特に、最新モデルのBHC-180L5はハンディクリーナーでありながら90Wの吸込仕事率を実現しており、サイクロンアダプタを標準搭載した高性能なクリーナーです。
RYOBI | 吸込仕事率 | スイッチ | 集塵方式 | 電圧 |
BHC-720L | 15W | トリガ | ダストパック | 7.2V |
BHC-1020L1 | 24W | ボタン | ダストパック | 10.8V |
BHC-1420L1 | 28W | ボタン | ダストパック | 14.4V |
BHC-1810L5 | 60W | ボタン | ダストパック | 18V |
BHC-180L5 | 90W | ボタン | ダストパック +サイクロン | 18V |
家庭向けクリーナーおすすめ機種ピックアップ
電動工具メーカーのクリーナーはバッテリーが別売りで初期費用が高くなってしまうので、おすすめはバッテリー内蔵式か、バッテリー価格の安い10.8Vシリーズの製品がおすすめです。
10.8Vクリーナーは吸込力こそ控え目ですが、小回りが効くのでフローリングの隅や棚の上にホコリ取りなどのちょっとした部分の掃除などに活躍できます。
マキタ「CL107FD」
CL107FDはマキタの10.8Vスライドバッテリーシリーズに対応したクリーナーです。
バッテリーを付け替えれば、空気入れやライトなど他のマキタ製品にも使用できるため、日常生活からアウトドアなど様々な製品に活用できます。
マキタのスライド10.8Vシリーズはバッテリーや充電器の価格も安く、製品本体の価格もお手頃なので、クリーナー以外のマキタ製品に興味がある方にもおすすめです。
製品名 | CL107FDSHW(バッテリ充電器付) CL107FDZW(本体のみ) |
吸込仕事率 | 32W/20W/5W |
スイッチ | ボタン |
集塵方式 | ダストパック |
電圧 | 10.8V |
バッテリー | スライド10.8V |
重量 | 1.1kg |
販売年 | 2016年 |
プロ向けクリーナーおすすめ機種ピックアップ
プロ向けクリーナーでは、クリーナー以外の製品ラインナップが多い18Vシリーズがおすすめです。
マキタの製品はその中でも対応製品数が多く、高出力なインパクトドライバやドリル・丸ノコなどに使用できるため、プロユーザーだけではなく本格的なDIYを行うユーザーにもおすすめできます。

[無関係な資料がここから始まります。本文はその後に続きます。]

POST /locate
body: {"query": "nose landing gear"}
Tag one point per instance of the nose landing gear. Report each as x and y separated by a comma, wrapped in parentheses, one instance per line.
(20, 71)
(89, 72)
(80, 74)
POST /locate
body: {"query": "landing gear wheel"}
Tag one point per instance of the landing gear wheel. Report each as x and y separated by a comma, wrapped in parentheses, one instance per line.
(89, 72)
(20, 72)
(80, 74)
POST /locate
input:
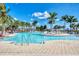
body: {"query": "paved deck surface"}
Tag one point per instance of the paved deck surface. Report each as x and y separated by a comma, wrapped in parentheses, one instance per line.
(50, 48)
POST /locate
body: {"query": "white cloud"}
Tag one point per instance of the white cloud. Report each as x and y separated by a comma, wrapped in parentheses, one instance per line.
(40, 15)
(15, 19)
(32, 19)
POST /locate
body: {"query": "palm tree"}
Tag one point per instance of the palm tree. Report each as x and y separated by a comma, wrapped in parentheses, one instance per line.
(5, 20)
(34, 24)
(51, 19)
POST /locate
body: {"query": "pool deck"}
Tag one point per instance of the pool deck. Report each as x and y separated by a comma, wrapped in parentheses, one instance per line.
(50, 48)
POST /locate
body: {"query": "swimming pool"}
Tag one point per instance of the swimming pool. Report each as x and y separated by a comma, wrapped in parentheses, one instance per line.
(36, 37)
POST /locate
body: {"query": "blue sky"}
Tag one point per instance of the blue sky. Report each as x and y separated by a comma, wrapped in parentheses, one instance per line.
(38, 11)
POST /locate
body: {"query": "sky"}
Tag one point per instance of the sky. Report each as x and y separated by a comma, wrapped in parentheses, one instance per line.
(29, 12)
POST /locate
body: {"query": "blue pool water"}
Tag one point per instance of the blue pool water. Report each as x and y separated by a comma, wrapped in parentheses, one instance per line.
(36, 37)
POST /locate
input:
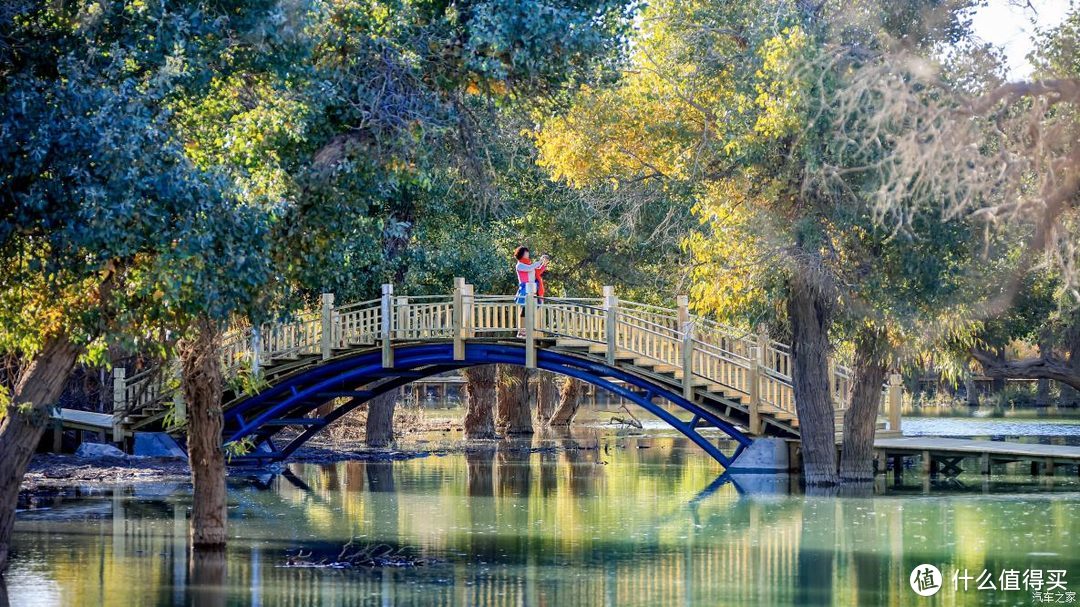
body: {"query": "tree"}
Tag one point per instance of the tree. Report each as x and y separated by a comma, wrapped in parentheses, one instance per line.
(959, 137)
(379, 431)
(568, 401)
(514, 413)
(480, 400)
(736, 105)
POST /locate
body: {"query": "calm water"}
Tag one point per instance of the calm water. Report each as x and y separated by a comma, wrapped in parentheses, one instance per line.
(599, 520)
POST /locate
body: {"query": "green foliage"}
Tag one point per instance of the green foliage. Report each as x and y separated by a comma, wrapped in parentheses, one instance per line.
(239, 447)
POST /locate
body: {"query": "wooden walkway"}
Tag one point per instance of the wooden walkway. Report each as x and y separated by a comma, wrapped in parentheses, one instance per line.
(945, 455)
(89, 421)
(744, 376)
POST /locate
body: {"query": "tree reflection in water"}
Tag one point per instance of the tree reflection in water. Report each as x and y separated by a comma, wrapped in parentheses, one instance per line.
(550, 521)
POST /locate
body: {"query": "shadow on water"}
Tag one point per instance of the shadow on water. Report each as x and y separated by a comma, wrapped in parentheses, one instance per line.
(206, 587)
(553, 520)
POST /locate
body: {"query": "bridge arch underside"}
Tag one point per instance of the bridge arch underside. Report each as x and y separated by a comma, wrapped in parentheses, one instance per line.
(362, 377)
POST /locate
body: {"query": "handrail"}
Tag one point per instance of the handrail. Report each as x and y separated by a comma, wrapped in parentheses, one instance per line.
(701, 348)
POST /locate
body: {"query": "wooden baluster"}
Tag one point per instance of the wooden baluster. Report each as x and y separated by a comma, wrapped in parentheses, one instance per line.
(688, 361)
(459, 314)
(256, 354)
(755, 381)
(468, 300)
(326, 331)
(404, 322)
(388, 325)
(119, 403)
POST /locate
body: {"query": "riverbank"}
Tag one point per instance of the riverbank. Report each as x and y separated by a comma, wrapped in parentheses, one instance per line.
(52, 470)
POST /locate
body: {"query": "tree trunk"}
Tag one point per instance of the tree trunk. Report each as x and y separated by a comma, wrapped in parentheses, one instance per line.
(547, 396)
(1042, 386)
(860, 420)
(998, 381)
(809, 311)
(513, 400)
(202, 383)
(380, 420)
(39, 387)
(971, 390)
(568, 400)
(480, 400)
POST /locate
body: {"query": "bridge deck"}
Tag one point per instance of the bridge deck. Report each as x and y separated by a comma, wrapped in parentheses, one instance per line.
(935, 449)
(85, 420)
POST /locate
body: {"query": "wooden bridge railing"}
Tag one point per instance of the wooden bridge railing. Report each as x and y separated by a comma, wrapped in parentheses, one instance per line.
(699, 351)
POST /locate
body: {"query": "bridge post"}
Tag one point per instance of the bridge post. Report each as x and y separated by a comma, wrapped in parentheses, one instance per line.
(327, 324)
(895, 400)
(468, 297)
(611, 322)
(459, 325)
(688, 361)
(388, 325)
(756, 364)
(119, 403)
(530, 322)
(256, 351)
(687, 327)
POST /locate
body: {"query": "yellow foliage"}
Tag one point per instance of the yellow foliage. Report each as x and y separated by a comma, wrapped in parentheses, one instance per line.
(779, 90)
(729, 274)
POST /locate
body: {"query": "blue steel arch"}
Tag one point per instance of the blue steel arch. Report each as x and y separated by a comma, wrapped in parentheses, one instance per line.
(262, 414)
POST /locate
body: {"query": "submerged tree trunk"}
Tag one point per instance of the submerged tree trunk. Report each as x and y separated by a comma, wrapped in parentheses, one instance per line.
(547, 396)
(202, 383)
(860, 420)
(39, 387)
(513, 399)
(480, 401)
(569, 398)
(809, 311)
(379, 431)
(971, 389)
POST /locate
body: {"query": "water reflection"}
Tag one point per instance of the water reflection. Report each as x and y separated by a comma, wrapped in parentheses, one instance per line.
(556, 521)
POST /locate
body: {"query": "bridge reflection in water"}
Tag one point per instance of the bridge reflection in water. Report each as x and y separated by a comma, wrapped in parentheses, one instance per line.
(588, 523)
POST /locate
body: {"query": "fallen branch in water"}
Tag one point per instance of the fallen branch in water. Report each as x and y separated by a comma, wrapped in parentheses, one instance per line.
(632, 421)
(372, 555)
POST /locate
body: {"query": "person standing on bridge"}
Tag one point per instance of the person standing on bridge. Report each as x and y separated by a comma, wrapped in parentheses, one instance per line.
(525, 267)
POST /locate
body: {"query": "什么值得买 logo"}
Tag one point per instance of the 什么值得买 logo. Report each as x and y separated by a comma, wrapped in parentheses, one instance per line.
(926, 580)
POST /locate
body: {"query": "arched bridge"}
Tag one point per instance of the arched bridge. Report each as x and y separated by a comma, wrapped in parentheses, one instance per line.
(688, 371)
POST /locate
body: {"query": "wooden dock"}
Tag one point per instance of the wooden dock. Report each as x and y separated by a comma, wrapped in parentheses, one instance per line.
(945, 455)
(89, 421)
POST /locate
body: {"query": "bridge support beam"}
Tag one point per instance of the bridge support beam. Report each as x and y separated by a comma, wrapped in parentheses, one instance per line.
(119, 403)
(327, 325)
(459, 319)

18Vバッテリーはバッテリーと充電器のセットを持っていれば、他の製品の低価格な「本体のみ」仕様を購入して使いまわすことができるので、バッテリー付きのクリーナーを購入して園芸工具や他の清掃工具などを揃えるのもおすすめです。
マキタ CL18シリーズ
マキタの標準クラスのクリーナーがCL18シリーズです。
目立つ特徴こそありませんが、長年ユーザーに親しまれてきたロングセラー製品で、建設現場のプロユーザーだけではなく、一般ユーザーや清掃プロユーザーまで幅広く普及しているモデルです。
このシリーズのクリーナーはスイッチや集塵方式による3種類のラインナップを備えており、用途に応じた最適な一台を選べるのが大きなメリットです。
マキタ CL28シリーズ
マキタ最新の高性能クリーナーシリーズががCL28シリーズです。
ブラシレスモーター採用による長寿命・高出力・長い駆動時間が特徴で、清掃業務を中心に行うプロユーザーなどにオススメなシリーズです。
外付けのサイクロンユニットが付属した仕様も展開されていて、ダストボックスと合わせて1000mlを超える集じん容量を実現しています。
RYOBI BHC-180L5
電動工具メーカーが展開するプロ向けクリーナーとして、業界トップクラスの吸込力を実現したのがRYOBIのBHC-180L5です。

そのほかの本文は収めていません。